The ratios you’ll see in camera specs describe how much chroma data is kept:
- 4:4:4 keeps full color resolution for every pixel. No chroma is discarded. This is the standard for high-end color grading and graphics work.
- 4:2:2 cuts horizontal color resolution in half, reducing file size by about one-third compared to 4:4:4. Broadcast television and professional video cameras commonly use this format.
- 4:2:0 cuts color resolution in half both horizontally and vertically, so each color sample covers a block of four pixels. This is what streaming services, Blu-ray discs, and most consumer cameras use. The file size savings are significant, and most viewers never notice.
- 4:1:1 quarters the horizontal color resolution while keeping full vertical resolution. It produces the same data rate as 4:2:0 but distributes the compression differently.
If you’ve ever zoomed into a screenshot and noticed that sharp edges between contrasting colors look slightly blurry or blocky while the brightness detail stays crisp, you’re seeing the effect of chroma subsampling.
Chroma in Design and Art
Designers and painters use chroma as a tool for visual hierarchy and mood.
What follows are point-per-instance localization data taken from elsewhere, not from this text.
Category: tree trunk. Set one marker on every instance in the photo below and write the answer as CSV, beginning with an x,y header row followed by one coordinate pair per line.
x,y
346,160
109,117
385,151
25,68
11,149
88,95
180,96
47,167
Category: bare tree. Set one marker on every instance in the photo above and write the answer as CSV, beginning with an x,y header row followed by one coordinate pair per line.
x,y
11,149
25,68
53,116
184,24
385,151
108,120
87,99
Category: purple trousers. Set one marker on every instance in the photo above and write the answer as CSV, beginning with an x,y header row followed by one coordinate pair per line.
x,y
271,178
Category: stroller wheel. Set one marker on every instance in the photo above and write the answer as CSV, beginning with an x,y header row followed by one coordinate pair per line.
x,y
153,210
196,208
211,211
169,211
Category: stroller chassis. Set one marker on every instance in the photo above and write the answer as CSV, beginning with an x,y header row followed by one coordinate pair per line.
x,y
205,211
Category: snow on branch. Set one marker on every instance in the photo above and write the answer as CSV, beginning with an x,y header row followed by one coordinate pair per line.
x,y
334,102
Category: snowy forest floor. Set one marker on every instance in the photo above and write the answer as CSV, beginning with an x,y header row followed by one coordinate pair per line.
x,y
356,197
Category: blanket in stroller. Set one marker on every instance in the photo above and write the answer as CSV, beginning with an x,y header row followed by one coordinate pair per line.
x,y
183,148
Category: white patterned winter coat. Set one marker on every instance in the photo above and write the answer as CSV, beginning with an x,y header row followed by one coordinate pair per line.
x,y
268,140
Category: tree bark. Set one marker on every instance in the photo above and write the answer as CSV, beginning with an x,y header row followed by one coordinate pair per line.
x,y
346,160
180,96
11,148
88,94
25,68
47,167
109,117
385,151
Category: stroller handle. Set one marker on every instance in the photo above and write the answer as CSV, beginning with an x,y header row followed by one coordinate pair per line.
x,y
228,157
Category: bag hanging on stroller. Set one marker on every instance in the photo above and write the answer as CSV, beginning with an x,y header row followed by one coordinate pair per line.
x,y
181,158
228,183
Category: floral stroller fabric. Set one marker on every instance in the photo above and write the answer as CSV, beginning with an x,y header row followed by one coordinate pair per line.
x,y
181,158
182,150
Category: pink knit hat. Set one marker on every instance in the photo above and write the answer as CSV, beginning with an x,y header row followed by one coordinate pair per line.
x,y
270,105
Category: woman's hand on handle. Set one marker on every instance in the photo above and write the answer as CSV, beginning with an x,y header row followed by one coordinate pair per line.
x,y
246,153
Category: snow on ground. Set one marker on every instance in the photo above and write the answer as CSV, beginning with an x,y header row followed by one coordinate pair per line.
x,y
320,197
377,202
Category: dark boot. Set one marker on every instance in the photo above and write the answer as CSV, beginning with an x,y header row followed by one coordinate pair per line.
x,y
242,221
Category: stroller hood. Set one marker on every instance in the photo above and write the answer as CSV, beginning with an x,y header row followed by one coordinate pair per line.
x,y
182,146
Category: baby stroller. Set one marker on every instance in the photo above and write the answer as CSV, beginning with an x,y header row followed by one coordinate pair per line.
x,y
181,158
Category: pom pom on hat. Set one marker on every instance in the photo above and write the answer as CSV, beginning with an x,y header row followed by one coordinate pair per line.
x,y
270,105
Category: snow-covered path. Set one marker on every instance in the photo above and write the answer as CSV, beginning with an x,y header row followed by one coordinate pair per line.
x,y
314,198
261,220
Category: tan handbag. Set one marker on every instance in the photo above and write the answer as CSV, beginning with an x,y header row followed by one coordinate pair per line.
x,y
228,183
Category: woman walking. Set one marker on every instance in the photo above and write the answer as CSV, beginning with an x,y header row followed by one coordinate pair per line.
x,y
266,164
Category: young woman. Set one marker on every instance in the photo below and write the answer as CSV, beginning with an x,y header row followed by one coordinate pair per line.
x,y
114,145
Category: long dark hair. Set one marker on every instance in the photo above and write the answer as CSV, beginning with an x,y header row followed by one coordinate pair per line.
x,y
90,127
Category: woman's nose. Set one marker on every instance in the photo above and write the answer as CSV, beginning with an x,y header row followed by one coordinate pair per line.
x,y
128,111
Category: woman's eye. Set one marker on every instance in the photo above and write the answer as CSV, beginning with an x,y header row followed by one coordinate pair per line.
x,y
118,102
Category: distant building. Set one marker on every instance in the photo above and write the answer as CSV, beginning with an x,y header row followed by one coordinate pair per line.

High-chroma colors pull the eye and feel energetic or playful. Low-chroma colors recede and feel calm, sophisticated, or somber. A composition typically works best when one chroma level dominates, with accents at a contrasting level to create visual interest.
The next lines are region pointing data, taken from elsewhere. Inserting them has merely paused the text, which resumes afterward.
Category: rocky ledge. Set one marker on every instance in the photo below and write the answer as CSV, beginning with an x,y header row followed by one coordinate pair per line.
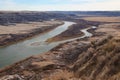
x,y
74,60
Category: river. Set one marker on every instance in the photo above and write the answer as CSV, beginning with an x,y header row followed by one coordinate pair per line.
x,y
34,46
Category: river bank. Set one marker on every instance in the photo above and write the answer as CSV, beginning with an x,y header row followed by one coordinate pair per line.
x,y
68,60
14,33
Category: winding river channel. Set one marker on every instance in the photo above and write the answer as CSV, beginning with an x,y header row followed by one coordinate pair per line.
x,y
35,45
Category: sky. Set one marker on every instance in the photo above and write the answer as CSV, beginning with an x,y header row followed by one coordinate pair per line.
x,y
60,5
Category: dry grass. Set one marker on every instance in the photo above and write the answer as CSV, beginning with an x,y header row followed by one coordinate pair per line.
x,y
103,19
25,28
61,75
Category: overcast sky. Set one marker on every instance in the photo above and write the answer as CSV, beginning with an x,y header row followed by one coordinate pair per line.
x,y
60,5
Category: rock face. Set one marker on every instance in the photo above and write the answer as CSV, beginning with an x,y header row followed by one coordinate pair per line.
x,y
98,60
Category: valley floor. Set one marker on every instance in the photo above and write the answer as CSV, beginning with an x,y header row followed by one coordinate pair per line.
x,y
95,58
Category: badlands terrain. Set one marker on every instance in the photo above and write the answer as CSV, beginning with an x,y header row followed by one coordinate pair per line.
x,y
95,57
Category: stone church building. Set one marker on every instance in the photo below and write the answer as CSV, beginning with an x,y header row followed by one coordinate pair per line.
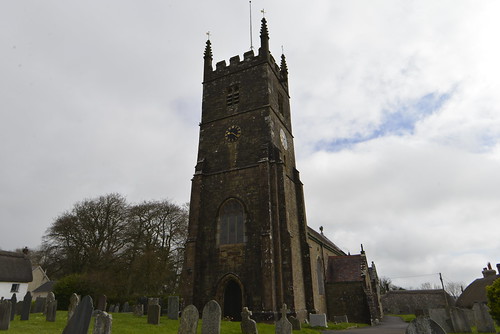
x,y
248,240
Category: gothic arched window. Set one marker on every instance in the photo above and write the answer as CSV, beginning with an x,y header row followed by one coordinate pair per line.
x,y
231,223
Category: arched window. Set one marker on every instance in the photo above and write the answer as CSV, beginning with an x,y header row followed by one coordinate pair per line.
x,y
232,223
321,277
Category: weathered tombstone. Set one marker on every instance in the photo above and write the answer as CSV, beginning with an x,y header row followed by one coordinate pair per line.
x,y
189,320
340,318
144,302
211,316
5,312
80,321
102,323
317,320
139,310
39,305
441,316
13,302
50,310
173,307
154,311
484,322
283,326
424,325
126,307
248,326
74,300
296,325
102,302
459,321
25,312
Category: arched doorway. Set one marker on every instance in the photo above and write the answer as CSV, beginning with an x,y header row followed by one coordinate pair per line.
x,y
232,300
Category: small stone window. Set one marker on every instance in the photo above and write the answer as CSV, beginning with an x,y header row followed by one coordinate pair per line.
x,y
233,96
231,223
281,106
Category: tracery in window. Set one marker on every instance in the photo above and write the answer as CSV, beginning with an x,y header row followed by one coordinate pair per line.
x,y
231,223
Strong chroma contrast between adjacent areas, like a vivid orange next to a muted gray, creates bold, dynamic energy. Subtle chroma contrast, where colors stay within a narrow range of vividness, produces a quieter, more harmonious feel. This principle works independently of hue and value choices, which is why a room painted entirely in blues can still feel either electric or restful depending on how vivid those blues are.
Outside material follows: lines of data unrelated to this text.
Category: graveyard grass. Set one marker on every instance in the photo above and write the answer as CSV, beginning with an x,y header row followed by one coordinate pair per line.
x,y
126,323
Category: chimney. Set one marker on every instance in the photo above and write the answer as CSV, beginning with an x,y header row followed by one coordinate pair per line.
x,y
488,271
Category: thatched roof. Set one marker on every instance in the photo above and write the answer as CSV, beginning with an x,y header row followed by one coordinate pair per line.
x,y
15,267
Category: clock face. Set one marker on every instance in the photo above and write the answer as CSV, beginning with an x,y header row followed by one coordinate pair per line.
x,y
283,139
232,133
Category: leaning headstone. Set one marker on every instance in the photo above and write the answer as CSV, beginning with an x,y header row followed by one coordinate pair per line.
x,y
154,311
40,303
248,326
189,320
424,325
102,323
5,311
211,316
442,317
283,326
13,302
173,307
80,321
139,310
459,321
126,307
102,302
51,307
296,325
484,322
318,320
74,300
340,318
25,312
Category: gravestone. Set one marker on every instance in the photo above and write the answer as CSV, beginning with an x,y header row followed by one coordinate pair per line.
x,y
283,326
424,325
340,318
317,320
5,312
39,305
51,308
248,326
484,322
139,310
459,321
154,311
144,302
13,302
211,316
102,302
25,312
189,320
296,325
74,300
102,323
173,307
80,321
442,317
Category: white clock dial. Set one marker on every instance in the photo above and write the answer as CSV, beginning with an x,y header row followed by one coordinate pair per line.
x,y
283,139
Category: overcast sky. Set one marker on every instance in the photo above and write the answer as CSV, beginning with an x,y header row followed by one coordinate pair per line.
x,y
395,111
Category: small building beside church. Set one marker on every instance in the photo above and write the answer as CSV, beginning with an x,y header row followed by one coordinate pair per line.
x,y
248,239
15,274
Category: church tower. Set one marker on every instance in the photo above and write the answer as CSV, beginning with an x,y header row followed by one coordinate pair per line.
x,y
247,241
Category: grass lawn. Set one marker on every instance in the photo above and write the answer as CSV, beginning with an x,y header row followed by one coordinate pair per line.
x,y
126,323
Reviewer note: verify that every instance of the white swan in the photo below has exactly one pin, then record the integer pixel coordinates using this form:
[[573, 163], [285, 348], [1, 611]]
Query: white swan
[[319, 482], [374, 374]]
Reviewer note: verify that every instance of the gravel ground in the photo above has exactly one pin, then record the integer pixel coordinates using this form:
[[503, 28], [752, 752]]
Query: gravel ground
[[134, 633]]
Physical pigments vary enormously in their maximum achievable chroma. Among common artist-grade acrylics, ultramarine blue reaches a Munsell chroma of about 17, pyrrole orange hits 16.1, and a standard diarylide yellow tops out around 14.7. Fluorescent pigments break past these limits (fluorescent magenta can reach 22.2) but sacrifice lightfastness, meaning they fade significantly over time. For any artist or designer choosing materials, knowing a pigment’s chroma ceiling matters as much as knowing its hue.
How Chroma Is Calculated
In digital color science, chroma is most often calculated within the CIELAB color space, where every color has three coordinates: L* for lightness, a* for the red-green axis, and b* for the yellow-blue axis. Chroma (written as C*) is simply the distance from the center of that color plane, calculated as the square root of a* squared plus b* squared. A color sitting right at the center (where a* and b* are both zero) is a neutral gray with zero chroma. The farther out it sits on the color plane, the higher its chroma.
This calculation makes chroma easy to compare across different hues. Two colors with the same C* value are equally vivid in a meaningful, perceptually grounded sense, even if one is orange and the other is blue. That’s what makes chroma so useful as a universal measure of color intensity: it’s not locked to any single hue, and it’s not warped by how bright or dark a color happens to be.